Partway through he looked at me sideways, smiling, and asked, "didn't we have this same conversation four years ago?"
I had to smile too. But it wasn't the same conversation. I remember watching his reflection walk away from me towards Oglesby Union and sitting down at a picnic table and just crying.
We are totally different people now, much more self aware, self-possessed, and mature. I think at that age I didn't have any clue how to use my agency over my emotions and desires or even why. Talking to Jimmy and in the days following I relearned that restraint and maturity. It is hard to have healthy boundaries when there is a part of you that doesn't want them at all. But part of being an adult is learning both how to give of yourself and how to protect yourself from being hurt.

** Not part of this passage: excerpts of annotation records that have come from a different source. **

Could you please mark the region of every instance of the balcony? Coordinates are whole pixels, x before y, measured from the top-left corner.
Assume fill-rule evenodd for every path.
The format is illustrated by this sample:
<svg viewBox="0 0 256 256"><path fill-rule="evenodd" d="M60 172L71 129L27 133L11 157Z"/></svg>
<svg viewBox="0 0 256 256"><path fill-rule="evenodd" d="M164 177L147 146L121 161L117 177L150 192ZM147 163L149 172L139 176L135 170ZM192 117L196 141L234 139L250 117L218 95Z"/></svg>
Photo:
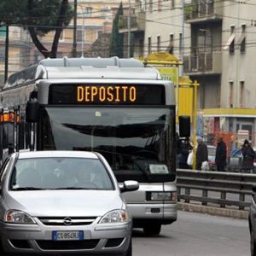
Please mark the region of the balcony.
<svg viewBox="0 0 256 256"><path fill-rule="evenodd" d="M144 12L131 15L131 32L144 32L145 17ZM119 27L120 33L128 32L128 16L122 15L119 17Z"/></svg>
<svg viewBox="0 0 256 256"><path fill-rule="evenodd" d="M221 20L223 11L223 1L218 0L193 0L184 7L185 20L188 23Z"/></svg>
<svg viewBox="0 0 256 256"><path fill-rule="evenodd" d="M184 72L189 75L219 74L222 72L221 57L221 52L185 56Z"/></svg>

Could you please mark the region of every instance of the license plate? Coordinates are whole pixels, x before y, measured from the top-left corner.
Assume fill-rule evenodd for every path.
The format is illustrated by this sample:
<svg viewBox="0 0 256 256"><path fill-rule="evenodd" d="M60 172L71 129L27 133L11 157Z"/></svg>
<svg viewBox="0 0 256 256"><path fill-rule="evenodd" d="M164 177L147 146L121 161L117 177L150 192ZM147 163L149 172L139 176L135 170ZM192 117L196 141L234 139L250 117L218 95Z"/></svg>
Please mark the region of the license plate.
<svg viewBox="0 0 256 256"><path fill-rule="evenodd" d="M84 231L53 231L52 240L84 240Z"/></svg>

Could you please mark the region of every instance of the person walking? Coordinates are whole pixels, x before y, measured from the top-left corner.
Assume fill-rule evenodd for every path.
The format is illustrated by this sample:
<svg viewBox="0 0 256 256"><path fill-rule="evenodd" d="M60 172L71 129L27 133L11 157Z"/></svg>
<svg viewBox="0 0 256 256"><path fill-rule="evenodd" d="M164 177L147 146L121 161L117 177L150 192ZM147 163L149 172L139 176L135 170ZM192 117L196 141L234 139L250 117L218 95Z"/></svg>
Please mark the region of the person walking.
<svg viewBox="0 0 256 256"><path fill-rule="evenodd" d="M217 171L224 172L224 168L227 164L227 147L221 137L217 138L215 164L217 166Z"/></svg>
<svg viewBox="0 0 256 256"><path fill-rule="evenodd" d="M207 146L204 143L201 137L197 137L197 148L195 152L196 170L201 170L201 164L208 161Z"/></svg>
<svg viewBox="0 0 256 256"><path fill-rule="evenodd" d="M255 158L255 152L247 140L245 140L241 147L242 162L241 168L245 172L253 172L253 160Z"/></svg>

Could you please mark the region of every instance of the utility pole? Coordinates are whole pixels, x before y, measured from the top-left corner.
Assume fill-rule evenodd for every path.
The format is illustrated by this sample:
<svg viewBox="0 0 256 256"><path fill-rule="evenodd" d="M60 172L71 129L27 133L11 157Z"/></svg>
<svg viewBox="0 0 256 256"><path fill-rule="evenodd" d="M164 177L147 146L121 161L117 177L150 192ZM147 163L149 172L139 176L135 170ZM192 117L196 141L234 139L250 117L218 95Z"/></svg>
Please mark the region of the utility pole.
<svg viewBox="0 0 256 256"><path fill-rule="evenodd" d="M184 73L184 23L185 23L185 0L182 0L182 36L181 36L181 53L180 60L183 62L183 65L180 67L180 76L183 76Z"/></svg>
<svg viewBox="0 0 256 256"><path fill-rule="evenodd" d="M78 15L78 0L73 2L73 56L77 56L77 15Z"/></svg>
<svg viewBox="0 0 256 256"><path fill-rule="evenodd" d="M6 25L5 34L5 58L4 58L4 83L8 79L8 65L9 65L9 26Z"/></svg>
<svg viewBox="0 0 256 256"><path fill-rule="evenodd" d="M83 10L83 26L82 26L82 55L81 56L84 57L84 9L81 7Z"/></svg>
<svg viewBox="0 0 256 256"><path fill-rule="evenodd" d="M127 49L127 58L131 56L131 0L129 0L129 13L128 13L128 19L127 19L127 26L128 26L128 49Z"/></svg>

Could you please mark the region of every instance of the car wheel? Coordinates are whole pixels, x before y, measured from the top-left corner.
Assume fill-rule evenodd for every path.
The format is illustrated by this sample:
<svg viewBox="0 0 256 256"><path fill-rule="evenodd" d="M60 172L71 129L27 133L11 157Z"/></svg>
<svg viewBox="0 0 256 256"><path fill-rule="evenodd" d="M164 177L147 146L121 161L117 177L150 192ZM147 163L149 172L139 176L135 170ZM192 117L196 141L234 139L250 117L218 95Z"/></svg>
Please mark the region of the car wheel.
<svg viewBox="0 0 256 256"><path fill-rule="evenodd" d="M123 253L119 256L132 256L132 241L131 241L131 240L130 240L129 247L128 247L127 251L125 253Z"/></svg>
<svg viewBox="0 0 256 256"><path fill-rule="evenodd" d="M256 256L256 243L255 243L255 241L254 241L254 236L253 236L253 229L251 229L251 231L250 231L250 236L251 236L251 241L250 241L250 243L251 243L251 255L252 256Z"/></svg>
<svg viewBox="0 0 256 256"><path fill-rule="evenodd" d="M148 236L159 235L161 231L161 224L156 224L143 227L143 231Z"/></svg>

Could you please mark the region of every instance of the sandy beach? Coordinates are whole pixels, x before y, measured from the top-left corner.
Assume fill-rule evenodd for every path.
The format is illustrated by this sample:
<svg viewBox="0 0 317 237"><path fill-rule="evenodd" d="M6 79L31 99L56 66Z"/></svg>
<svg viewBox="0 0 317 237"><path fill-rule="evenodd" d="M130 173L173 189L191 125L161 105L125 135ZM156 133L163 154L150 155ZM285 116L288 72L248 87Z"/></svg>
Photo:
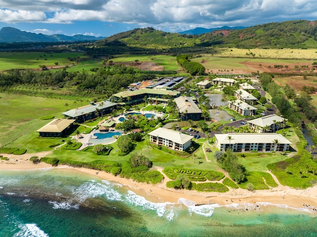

The wounds are still there, I recognize the places I need some help. I still feel hungover from just having an honest conversation.
This makes me wonder at the beauty of life and becoming who we are: the ways in which growth is hard, love is difficult, and finding the right path and the Lord's will are complicated.
Here is a poem from 2006. I think it demonstrates these things aptly.
Song of Songs 5:16
and one of the thousand conversations
you want to have with me.
My soul is pouring from my lips, unchecked,
like the craving I see in your eyes.
I'm just thinking it would taste so good to kiss you.
Please stop looking at me like that.
This eros wasn't planned or willed-
for my fleshless lover to be a not-quite
priest, meditating renunciation.
Today our banquet is more than simple bread:
pressed sandwiches, tostadas, and sweet mango tea.
I'd still give this body up for you.
The beat of salsa is like gravity;
the 8-count rhythm regulates my pulse
and keeps my soles connected to earth.
I eat my black bean soup and make
small talk while pretending I can't feel
your gaze devastating my selfishness.
I know you want a woman with a mantle of stars.
I want to be her. But a sinner I was conceived
And my fiat never feels like enough.